On May 3, 2018, Gov. McMaster signed into law the SC Insurance Data Security Act to ensure that everyone within the South Carolina insurance industry has strong and aggressive cybersecurity programs to protect the personal data of all consumers. The new law will become effective on Jan. 1, 2019 with various steps for compliance through February 2020.
In short, the Act requires all licensees to undergo a data risk assessment and then develop an appropriate, comprehensive written data security information plan for the agency that also addresses third-party service providers with nonpublic data access. Licensees must also notify the Department within 72 hours in determining that a cybersecurity event has occurred. The list of key implementation dates of the Act are below.
Thus far the SCDOI has released
Bulletin 2018-02, which details to whom the Act applies and when the legislation is effective as well as the full text of the bill, Bulletin 2018-09, which provides guidance on what constitutes a cybersecurity event and addresses the process for reporting an event, and
Bulletin 2018-12, which provides information on exemptions from information security program requirements (licensees must still comply with other Act provisions).
According to Bulletin 2018-02, agencies with 9 or fewer employees and an information security program and agencies with certified HIPAA compliance are exempt from the requirements of the new law.
According to Bulletin 2018-09, a cybersecurity event is defined as an event resulting in unauthorized access to, disruption or misuse of and Information System or information stored on the system.
You must report a cybersecurity event to the Department of Insurance if:
- Your business resides in South Carolina
- Your business doesn’t reside in South Carolina but 250 or more SC consumers were impacted such that you had to notify another state or federal government entity or there is the possibility of material harm to a South Carolina consumer or your business.

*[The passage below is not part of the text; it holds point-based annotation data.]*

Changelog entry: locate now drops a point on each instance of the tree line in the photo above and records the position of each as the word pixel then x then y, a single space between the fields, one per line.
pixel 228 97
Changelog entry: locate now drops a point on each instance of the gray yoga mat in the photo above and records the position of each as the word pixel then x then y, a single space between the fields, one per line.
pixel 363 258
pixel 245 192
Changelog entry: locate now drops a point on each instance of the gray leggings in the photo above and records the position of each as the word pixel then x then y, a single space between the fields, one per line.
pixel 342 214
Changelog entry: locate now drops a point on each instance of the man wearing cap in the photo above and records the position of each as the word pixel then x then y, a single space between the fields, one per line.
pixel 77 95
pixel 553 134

You don’t have to report when:
- someone gets encrypted nonpublic data if they did not also get the encryption key to “unlock” the data.
- you can prove it was returned or destroyed before it could be used or released.

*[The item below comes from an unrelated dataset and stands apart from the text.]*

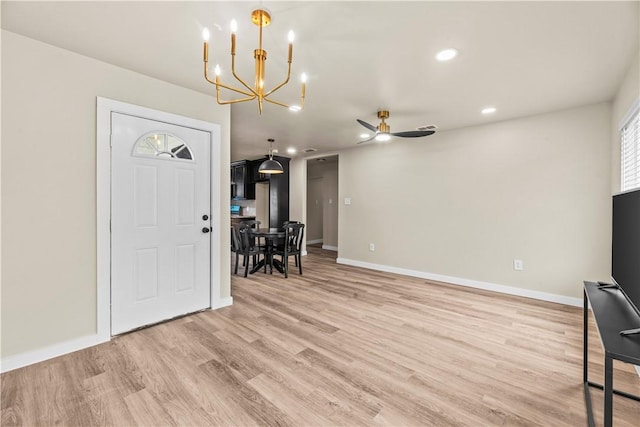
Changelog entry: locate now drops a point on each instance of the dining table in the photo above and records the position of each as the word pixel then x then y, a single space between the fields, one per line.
pixel 270 236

- You lose information in paper form only.
- temporary interruptions in service are due to power outages or other benign causes unless the disruption results in the unauthorized access, misuse or disruption of the liceensee’s information system or that of a third-party service provider.

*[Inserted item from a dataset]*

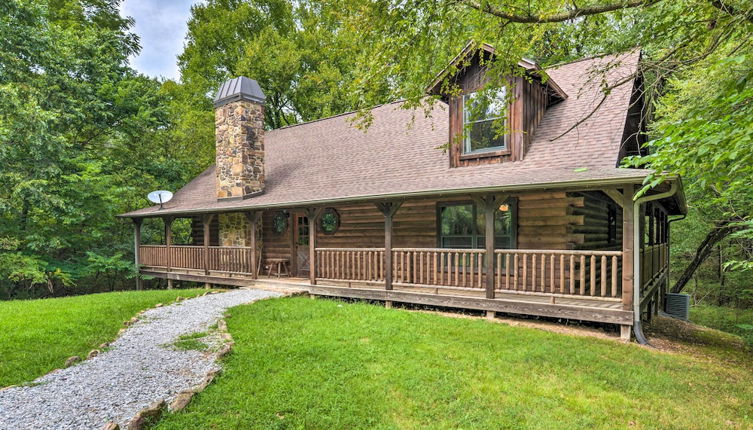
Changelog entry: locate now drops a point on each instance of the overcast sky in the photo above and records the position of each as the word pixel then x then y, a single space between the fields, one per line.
pixel 161 25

According to Bulletin 2018-12, there are limited exemptions for some, but they apply only to having a written security plan. All licensees must comply with the reporting requirements, and all licensees must protect nonpublic information under other state and federal laws.
Exemptions from part of the law apply to:
- Licensee with fewer than 10 employees including independent contractors.
- Licensee that comes under another licensee security plan (an individual producer would normally be covered under an agency security plan).
- Licensees subject to HIPAA that submit written certification of compliance with HIPAA.
- Licensees that certify compliance with the New York Cyber Security Regulation.
A final bulletin with detailed information on third-party service provider program requirements is expected soon.
South Carolina is the first state in the nation to pass this important and timely legislation based on the NAIC Insurance Data Security Model Law. IIABSC is working in coordination with the Department of Insurance and our national association in providing tools needed to be in compliance.
Key Implementation Dates
January 1, 2019: South Carolina Insurance Data Security Act becomes effective. This requires, among other things, that a licensee notify the Director no later than 72 hours after determining that a cybersecurity event has occurred when certain criteria are met.
July 1, 2019: Licensees must have implemented Section 38-99-20 by this date. This section requires that licensees establish a comprehensive, written information security program by July 1, 2019.
February 15, 2020: Beginning on this date, each insurer domiciled in South Carolina must annually submit to the Director a written statement certifying that the insurer is in compliance with the requirements set forth in Section 38-99-20.
July 1, 2020: Licensees must have implemented Section 38-99-20(F) by this date. This section details additional requirements for licensees who contract with third-party service providers that maintain, process, store or otherwise is permitted access to nonpublic information through its provision of services to the licensee.